Curl from the mediawiki hosts to the mysql port works, and grants seem to include the host for the user wikiuser. We will need more investigation to understand why this is failing. skip_name_resolve is enabled too.

Event Timeline

jcrespo raised the priority of this task from to Medium.
jcrespo updated the task description. (Show Details)
jcrespo added projects: acl*sre-team, DBA.
jcrespo subscribed.
jcrespo renamed this task from codfw frontends cannot connect to db2029 to codfw frontends cannot connect to mysql at db2029.Jul 2 2015, 2:20 PM
jcrespo updated the task description. (Show Details)
jcrespo set Security to None.
jcrespo added a subscriber: Springle.

(4) == EINTR on connect. Presumably the max_connections you observed, which in turn possibly something to do with:

  • hhvm timeout (but presumably T98489 was deployed to CODFW, so seems unlikely?)
  • db2029 still has old values for thread_pool_size=8 (now 32) and thread_pool_stall_limit=500 (now 100) which would make it easier to starve and/or stall. It needs a restart to pickup production config changes. Probably other CODFW boxes do too.

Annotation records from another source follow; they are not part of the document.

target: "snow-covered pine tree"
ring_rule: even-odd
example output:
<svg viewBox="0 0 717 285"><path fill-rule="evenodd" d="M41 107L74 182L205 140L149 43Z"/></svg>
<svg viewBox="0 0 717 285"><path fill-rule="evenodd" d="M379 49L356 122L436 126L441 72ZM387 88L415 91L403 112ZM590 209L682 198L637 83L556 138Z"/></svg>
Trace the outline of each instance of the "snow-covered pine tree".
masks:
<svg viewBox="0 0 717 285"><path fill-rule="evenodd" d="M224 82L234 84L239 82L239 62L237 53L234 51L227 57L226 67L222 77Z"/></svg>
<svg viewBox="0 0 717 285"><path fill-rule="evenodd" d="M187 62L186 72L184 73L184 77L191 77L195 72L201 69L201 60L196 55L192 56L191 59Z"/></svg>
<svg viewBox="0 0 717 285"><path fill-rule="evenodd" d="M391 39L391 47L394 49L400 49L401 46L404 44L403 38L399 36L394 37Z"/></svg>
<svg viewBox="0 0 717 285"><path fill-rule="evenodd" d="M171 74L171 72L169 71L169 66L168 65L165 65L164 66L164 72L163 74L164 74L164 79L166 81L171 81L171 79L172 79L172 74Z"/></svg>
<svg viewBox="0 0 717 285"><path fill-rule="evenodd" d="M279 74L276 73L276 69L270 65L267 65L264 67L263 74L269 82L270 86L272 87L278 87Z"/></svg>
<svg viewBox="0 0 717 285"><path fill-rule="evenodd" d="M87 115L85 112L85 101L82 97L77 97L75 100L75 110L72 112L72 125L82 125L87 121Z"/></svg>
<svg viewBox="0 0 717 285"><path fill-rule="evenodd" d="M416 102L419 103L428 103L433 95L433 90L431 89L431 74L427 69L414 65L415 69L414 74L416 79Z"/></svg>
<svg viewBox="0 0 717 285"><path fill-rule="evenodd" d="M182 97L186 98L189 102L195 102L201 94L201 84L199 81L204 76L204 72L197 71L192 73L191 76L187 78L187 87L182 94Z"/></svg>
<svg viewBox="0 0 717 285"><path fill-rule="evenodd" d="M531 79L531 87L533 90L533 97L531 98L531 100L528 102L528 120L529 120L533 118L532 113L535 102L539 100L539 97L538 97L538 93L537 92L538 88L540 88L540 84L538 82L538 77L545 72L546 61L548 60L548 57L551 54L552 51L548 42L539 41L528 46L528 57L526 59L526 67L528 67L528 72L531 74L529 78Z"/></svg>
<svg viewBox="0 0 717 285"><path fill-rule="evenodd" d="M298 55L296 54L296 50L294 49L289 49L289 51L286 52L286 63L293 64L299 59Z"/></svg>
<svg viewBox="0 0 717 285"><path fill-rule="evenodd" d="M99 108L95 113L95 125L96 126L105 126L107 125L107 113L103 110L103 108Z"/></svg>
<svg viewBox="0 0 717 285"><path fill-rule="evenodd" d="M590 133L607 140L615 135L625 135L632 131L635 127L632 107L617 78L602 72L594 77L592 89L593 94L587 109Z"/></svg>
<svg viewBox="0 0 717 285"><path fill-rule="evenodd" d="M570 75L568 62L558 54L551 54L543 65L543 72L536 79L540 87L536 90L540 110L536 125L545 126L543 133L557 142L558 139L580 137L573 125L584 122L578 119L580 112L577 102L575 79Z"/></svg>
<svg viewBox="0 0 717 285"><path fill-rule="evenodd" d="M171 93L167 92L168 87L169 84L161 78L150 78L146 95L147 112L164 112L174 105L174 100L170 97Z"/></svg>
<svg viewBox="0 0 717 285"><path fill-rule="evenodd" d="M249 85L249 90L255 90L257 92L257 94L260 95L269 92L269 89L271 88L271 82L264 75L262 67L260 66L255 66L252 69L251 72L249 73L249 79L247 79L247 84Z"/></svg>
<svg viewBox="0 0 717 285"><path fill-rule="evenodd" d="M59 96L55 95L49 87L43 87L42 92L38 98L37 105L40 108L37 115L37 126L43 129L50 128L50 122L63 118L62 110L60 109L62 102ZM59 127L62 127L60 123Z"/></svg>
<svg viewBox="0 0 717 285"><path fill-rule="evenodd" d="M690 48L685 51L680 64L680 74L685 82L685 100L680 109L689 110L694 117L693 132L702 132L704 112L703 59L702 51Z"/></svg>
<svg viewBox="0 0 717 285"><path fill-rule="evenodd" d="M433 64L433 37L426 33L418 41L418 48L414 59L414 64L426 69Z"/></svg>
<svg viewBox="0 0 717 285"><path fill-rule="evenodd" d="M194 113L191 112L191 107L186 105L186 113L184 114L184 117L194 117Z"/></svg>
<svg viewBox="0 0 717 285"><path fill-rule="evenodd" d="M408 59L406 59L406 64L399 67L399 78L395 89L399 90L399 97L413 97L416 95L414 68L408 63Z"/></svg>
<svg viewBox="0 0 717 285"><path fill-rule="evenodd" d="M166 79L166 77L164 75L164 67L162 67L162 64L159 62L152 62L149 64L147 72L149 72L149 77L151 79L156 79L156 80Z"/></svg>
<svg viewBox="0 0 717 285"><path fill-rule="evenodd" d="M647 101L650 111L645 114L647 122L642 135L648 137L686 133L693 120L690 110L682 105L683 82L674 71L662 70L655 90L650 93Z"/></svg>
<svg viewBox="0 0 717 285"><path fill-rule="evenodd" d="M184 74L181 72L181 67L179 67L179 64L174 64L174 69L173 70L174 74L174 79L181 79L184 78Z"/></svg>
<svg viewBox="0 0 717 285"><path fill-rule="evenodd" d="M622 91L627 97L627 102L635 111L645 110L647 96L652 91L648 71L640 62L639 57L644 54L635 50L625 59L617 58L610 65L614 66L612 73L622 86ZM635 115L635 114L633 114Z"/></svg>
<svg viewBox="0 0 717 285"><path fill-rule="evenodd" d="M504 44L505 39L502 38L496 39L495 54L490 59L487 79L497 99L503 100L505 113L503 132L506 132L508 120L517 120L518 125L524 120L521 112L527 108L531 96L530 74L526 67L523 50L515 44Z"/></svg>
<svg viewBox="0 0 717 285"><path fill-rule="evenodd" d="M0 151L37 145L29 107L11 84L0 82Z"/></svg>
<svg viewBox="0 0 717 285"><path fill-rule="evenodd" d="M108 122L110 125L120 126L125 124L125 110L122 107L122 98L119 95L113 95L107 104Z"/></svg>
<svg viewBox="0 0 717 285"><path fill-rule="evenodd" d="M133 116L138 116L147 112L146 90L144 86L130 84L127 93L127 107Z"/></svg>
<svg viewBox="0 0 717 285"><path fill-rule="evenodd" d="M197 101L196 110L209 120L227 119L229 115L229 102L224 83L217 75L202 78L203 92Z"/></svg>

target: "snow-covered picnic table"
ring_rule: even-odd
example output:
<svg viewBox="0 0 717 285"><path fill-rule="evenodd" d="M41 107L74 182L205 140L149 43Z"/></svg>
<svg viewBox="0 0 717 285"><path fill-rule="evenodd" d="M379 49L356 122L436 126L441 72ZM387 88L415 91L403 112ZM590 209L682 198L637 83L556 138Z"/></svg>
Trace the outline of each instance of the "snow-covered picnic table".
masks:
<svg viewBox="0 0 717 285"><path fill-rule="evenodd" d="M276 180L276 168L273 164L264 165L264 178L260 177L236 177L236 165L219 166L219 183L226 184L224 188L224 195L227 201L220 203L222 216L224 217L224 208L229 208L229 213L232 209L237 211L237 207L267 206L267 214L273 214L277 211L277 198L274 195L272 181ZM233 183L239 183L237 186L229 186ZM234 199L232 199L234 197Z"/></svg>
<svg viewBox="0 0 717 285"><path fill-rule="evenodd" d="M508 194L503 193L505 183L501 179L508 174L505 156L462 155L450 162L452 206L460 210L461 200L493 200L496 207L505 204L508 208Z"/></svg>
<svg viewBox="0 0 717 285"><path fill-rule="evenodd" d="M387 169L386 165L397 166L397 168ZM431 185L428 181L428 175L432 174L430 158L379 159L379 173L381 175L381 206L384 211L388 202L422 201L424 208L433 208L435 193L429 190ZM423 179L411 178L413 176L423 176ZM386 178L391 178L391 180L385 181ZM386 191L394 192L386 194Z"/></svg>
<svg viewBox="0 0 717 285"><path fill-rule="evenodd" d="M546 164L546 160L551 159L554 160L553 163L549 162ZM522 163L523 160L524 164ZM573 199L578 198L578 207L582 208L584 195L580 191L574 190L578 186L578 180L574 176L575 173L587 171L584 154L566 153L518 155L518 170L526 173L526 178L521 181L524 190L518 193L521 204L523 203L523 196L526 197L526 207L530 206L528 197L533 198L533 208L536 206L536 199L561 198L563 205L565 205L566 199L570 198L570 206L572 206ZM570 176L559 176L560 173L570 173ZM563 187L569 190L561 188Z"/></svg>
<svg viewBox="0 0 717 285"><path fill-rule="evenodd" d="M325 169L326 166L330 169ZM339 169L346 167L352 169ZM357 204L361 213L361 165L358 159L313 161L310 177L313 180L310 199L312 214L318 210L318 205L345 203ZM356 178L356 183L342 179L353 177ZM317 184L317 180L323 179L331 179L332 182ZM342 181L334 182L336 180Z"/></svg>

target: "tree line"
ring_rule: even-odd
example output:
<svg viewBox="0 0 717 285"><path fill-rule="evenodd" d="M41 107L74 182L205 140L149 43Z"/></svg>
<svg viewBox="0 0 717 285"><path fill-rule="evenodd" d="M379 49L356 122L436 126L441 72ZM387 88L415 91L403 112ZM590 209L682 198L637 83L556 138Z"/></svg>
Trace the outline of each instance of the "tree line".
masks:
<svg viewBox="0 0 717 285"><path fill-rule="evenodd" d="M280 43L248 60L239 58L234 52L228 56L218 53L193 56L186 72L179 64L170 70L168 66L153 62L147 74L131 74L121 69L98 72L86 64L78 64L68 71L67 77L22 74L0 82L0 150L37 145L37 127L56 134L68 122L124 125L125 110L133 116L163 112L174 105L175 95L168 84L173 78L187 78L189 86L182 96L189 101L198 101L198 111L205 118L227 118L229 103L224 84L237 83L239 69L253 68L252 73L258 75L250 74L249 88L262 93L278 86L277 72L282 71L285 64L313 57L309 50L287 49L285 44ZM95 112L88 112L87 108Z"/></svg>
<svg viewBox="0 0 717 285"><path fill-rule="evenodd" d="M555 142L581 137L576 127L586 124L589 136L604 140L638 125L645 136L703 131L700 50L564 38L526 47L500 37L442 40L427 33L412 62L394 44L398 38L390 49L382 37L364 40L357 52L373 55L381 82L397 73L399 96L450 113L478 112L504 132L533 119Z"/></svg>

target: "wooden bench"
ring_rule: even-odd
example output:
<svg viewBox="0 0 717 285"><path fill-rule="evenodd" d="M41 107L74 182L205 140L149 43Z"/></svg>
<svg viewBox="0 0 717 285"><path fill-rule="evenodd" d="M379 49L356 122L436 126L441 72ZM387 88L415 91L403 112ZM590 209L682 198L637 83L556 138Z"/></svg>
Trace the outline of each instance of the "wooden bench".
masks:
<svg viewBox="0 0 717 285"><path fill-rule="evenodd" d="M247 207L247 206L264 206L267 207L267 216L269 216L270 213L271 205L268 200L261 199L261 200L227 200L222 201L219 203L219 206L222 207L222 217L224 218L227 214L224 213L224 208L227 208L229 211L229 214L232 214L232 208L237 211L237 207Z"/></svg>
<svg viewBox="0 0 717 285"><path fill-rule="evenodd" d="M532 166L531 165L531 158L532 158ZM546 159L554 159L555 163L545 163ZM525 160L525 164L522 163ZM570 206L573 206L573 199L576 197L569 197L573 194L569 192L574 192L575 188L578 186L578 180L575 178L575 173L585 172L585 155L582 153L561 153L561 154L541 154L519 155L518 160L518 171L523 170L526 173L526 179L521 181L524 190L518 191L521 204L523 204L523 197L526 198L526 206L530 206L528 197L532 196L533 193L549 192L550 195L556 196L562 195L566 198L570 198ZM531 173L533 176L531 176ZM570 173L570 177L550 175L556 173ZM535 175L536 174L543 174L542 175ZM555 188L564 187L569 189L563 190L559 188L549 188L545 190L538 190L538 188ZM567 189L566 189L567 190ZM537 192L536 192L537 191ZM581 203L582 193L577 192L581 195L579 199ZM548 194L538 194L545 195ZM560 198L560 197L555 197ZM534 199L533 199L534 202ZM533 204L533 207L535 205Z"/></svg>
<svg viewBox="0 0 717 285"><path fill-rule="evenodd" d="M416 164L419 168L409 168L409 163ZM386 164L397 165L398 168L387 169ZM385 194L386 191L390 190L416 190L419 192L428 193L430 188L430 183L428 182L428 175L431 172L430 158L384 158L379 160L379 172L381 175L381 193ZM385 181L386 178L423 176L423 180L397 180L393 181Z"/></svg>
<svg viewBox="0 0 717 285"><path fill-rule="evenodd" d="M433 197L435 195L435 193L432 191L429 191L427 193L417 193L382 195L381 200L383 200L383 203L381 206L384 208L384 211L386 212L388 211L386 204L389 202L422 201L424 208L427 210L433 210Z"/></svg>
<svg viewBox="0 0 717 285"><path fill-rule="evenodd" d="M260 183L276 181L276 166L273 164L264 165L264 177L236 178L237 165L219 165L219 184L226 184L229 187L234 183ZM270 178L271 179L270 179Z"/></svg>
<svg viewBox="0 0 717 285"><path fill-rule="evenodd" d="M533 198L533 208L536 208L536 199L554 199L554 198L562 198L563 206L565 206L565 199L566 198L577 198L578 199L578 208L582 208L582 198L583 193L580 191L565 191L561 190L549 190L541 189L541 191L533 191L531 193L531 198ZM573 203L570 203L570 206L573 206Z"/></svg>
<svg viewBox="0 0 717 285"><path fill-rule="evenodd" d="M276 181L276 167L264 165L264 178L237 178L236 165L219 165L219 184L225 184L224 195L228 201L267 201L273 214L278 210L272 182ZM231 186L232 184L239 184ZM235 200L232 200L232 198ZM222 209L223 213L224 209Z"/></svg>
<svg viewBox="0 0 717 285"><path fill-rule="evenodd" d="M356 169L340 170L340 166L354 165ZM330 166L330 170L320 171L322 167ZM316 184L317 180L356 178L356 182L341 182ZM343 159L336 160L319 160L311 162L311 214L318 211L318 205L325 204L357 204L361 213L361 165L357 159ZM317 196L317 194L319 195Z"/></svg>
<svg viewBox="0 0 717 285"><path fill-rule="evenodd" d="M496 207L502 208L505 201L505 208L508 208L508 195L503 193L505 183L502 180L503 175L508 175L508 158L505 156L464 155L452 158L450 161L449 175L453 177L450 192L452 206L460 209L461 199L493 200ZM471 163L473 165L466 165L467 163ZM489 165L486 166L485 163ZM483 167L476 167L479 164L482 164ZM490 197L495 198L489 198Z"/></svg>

Also thread_pool_size=8 is unusually low regardless. The variable defaults to # of cpu cores iirc, which is usually minimum of 16 even for old hardware, so should check if db2029 has hyperthreading disabled.

wmf db2029 3306 root (none)> show global variables like 'thread%';
+---------------------------+-----------------+
| Variable_name             | Value           |
+---------------------------+-----------------+
| thread_cache_size         | 300             |
| thread_concurrency        | 10              |
| thread_handling           | pool-of-threads |
| thread_pool_idle_timeout  | 60              |
| thread_pool_max_threads   | 500             |
| thread_pool_oversubscribe | 3               |
| thread_pool_size          | 8               |
| thread_pool_stall_limit   | 500             |
| thread_stack              | 196608          |
+---------------------------+-----------------+
9 rows in set (0.30 sec)
wmf db1072 3306 root (none)> show global variables like 'thread%';
+---------------------------+-----------------+
| Variable_name             | Value           |
+---------------------------+-----------------+
| thread_cache_size         | 300             |
| thread_concurrency        | 10              |
| thread_handling           | pool-of-threads |
| thread_pool_idle_timeout  | 60              |
| thread_pool_max_threads   | 500             |
| thread_pool_oversubscribe | 3               |
| thread_pool_size          | 32              |
| thread_pool_stall_limit   | 100             |
| thread_stack              | 196608          |
+---------------------------+-----------------+
9 rows in set (0.27 sec)
  • Some other network issue.

Network conectivity is ok (I cannot discard it being too slow or other problem)- I can curl to the mysql port and I can see the connections initiating on netstat.

There was effectively a max_connections issue, but only after the avalanche maximized the connections.

I think *all connections fail* or all from a subset of servers- the errors start immediately the second it is repooled and the processlist show the connections as "not authenticated" yet. I do not think it is a "configuration makes it too slow", specially given that the load is not that excessive (they are only health checks) but obviously I will test above suggestion first (which has to be changed anyway).

Note that ALL servers on codfw started receiving small traffic recently, but only this one showed this symptom.

A bunch of "unauthenticated user" in processlist still makes me suspect the thread pool, since that symptom has been seen on prod slaves with thread_pool_size=16 (but not the immediate all-connections-fail, which is indeed odd).

$0.02

I've reseted configuration to puppet defaults, upgraded and restarted the server and now it seems it works as it should.

Upgrade and reaplication of grants fixed the issue.